Le rapprochement entre Le Caire et Téhéran connaît une nouvelle inflexion. Selon des évaluations émanant de cercles diplomatiques égyptiens, la récente signature d’un mémorandum d’entente entre les deux capitales conforte un choix stratégique assumé par la présidence Sissi : celui d’une ouverture mesurée mais réelle vers la République islamique d’Iran, après près d’un demi-siècle de relations rompues ou figées depuis la révolution de 1979 et la signature des accords de Camp David.
Cette inflexion s’inscrit dans une recomposition régionale accélérée par la guerre à Gaza, la reconfiguration des routes commerciales en mer Rouge et la pression économique croissante qui pèse sur l’économie égyptienne. Pour le pouvoir égyptien, longtemps aligné sur l’axe arabo-occidental hostile à Téhéran, le pragmatisme l’emporte désormais sur les réflexes hérités de la guerre froide régionale.

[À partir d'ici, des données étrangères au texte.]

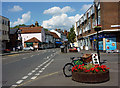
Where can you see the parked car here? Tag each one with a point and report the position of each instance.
(73, 49)
(28, 48)
(113, 51)
(6, 51)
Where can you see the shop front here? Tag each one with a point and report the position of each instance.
(106, 42)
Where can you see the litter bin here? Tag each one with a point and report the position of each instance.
(62, 49)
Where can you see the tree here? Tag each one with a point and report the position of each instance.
(71, 35)
(45, 29)
(18, 26)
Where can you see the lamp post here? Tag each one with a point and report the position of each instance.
(96, 7)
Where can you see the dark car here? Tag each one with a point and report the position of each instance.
(73, 49)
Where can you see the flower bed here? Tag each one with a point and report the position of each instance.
(97, 28)
(90, 73)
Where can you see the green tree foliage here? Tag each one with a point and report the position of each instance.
(71, 35)
(17, 26)
(45, 29)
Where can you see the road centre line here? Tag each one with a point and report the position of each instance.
(38, 78)
(20, 81)
(29, 74)
(34, 77)
(25, 77)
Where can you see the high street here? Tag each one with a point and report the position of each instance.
(44, 68)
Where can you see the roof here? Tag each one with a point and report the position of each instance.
(33, 40)
(31, 29)
(55, 35)
(13, 31)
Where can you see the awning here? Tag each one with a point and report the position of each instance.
(58, 42)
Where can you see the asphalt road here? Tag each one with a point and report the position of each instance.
(44, 68)
(19, 68)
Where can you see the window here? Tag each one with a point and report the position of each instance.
(99, 17)
(2, 21)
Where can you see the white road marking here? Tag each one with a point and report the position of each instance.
(29, 73)
(14, 85)
(36, 68)
(20, 81)
(34, 77)
(25, 77)
(31, 56)
(33, 70)
(37, 74)
(24, 58)
(43, 68)
(40, 71)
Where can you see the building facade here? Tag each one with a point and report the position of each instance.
(108, 13)
(36, 36)
(4, 32)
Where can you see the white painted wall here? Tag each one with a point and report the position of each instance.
(26, 37)
(56, 33)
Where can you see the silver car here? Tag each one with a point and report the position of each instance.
(28, 48)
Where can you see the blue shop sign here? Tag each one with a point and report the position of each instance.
(95, 36)
(100, 45)
(110, 43)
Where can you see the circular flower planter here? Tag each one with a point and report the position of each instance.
(97, 29)
(90, 77)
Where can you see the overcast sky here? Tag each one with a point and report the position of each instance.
(50, 15)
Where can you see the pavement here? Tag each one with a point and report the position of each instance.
(14, 52)
(52, 74)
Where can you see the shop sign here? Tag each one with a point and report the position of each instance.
(110, 43)
(95, 36)
(100, 45)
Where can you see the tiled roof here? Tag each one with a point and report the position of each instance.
(31, 29)
(55, 35)
(33, 40)
(13, 31)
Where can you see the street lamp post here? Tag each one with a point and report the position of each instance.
(96, 7)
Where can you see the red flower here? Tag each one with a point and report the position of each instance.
(103, 70)
(82, 64)
(96, 70)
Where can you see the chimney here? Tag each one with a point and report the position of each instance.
(55, 29)
(36, 24)
(32, 25)
(65, 32)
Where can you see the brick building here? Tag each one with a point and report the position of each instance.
(4, 32)
(108, 13)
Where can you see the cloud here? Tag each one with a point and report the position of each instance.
(86, 7)
(58, 10)
(15, 9)
(25, 18)
(61, 21)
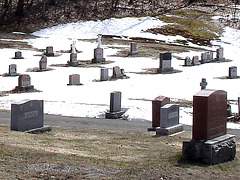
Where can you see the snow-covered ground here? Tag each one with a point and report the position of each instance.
(93, 98)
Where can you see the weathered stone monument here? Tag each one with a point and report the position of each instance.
(117, 73)
(24, 83)
(104, 74)
(232, 72)
(169, 120)
(18, 55)
(12, 70)
(98, 52)
(210, 144)
(165, 62)
(203, 83)
(74, 79)
(73, 60)
(219, 55)
(43, 63)
(157, 103)
(195, 61)
(27, 116)
(187, 61)
(49, 51)
(133, 49)
(115, 106)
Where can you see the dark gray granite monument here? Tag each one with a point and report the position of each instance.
(169, 120)
(210, 144)
(165, 62)
(74, 79)
(27, 116)
(104, 74)
(115, 106)
(232, 72)
(133, 49)
(24, 83)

Un mémorandum d’entente qui acte un changement de doctrine
Le texte signé entre les deux pays demeure, dans ses contours connus, un instrument de coopération technique et diplomatique plutôt qu’une alliance stratégique formalisée. Mais sa portée symbolique est considérable. Des sources égyptiennes citées par la presse libanaise estiment qu’il vaut signal politique : Le Caire entend normaliser progressivement le canal de dialogue avec Téhéran, après les médiations successives de Bagdad, de Mascate et, plus récemment, de Riyad depuis l’accord sino-iranien de mars 2023.
Les évaluations égyptiennes que rapporte le quotidien libanais insistent sur un point : ce choix n’est pas dicté par un alignement idéologique, mais par une lecture froide des rapports de force. La fragilisation des soutiens financiers traditionnels du Golfe, la prudence américaine sous l’administration Trump et la nécessité de préserver la stabilité du Sinaï poussent l’appareil sécuritaire égyptien à diversifier ses interlocuteurs régionaux.
Le poids de Gaza et de la mer Rouge dans le calcul du Caire
La guerre menée à Gaza depuis octobre 2023 a profondément modifié la perception égyptienne de l’environnement régional. Le Caire, gardien historique du dossier palestinien, s’est retrouvé en première ligne face aux pressions israéliennes liées au corridor de Philadelphie et aux scénarios de déplacement forcé des Gazaouis vers le Sinaï. Dans ce contexte, le maintien d’un canal opérationnel avec Téhéran, principal soutien des factions armées palestiniennes, devient un instrument de gestion de crise plutôt qu’une concession idéologique.
L’autre déterminant tient à la mer Rouge. Les attaques des forces houthies contre le trafic maritime ont provoqué une chute estimée à plus de soixante pour cent des recettes du canal de Suez en 2024, soit un manque à gagner de plusieurs milliards de dollars pour une économie déjà sous perfusion du Fonds monétaire international. Pour Le Caire, dialoguer avec Téhéran, c’est aussi tenter d’influer indirectement sur Sanaa et de préserver l’une de ses principales sources de devises.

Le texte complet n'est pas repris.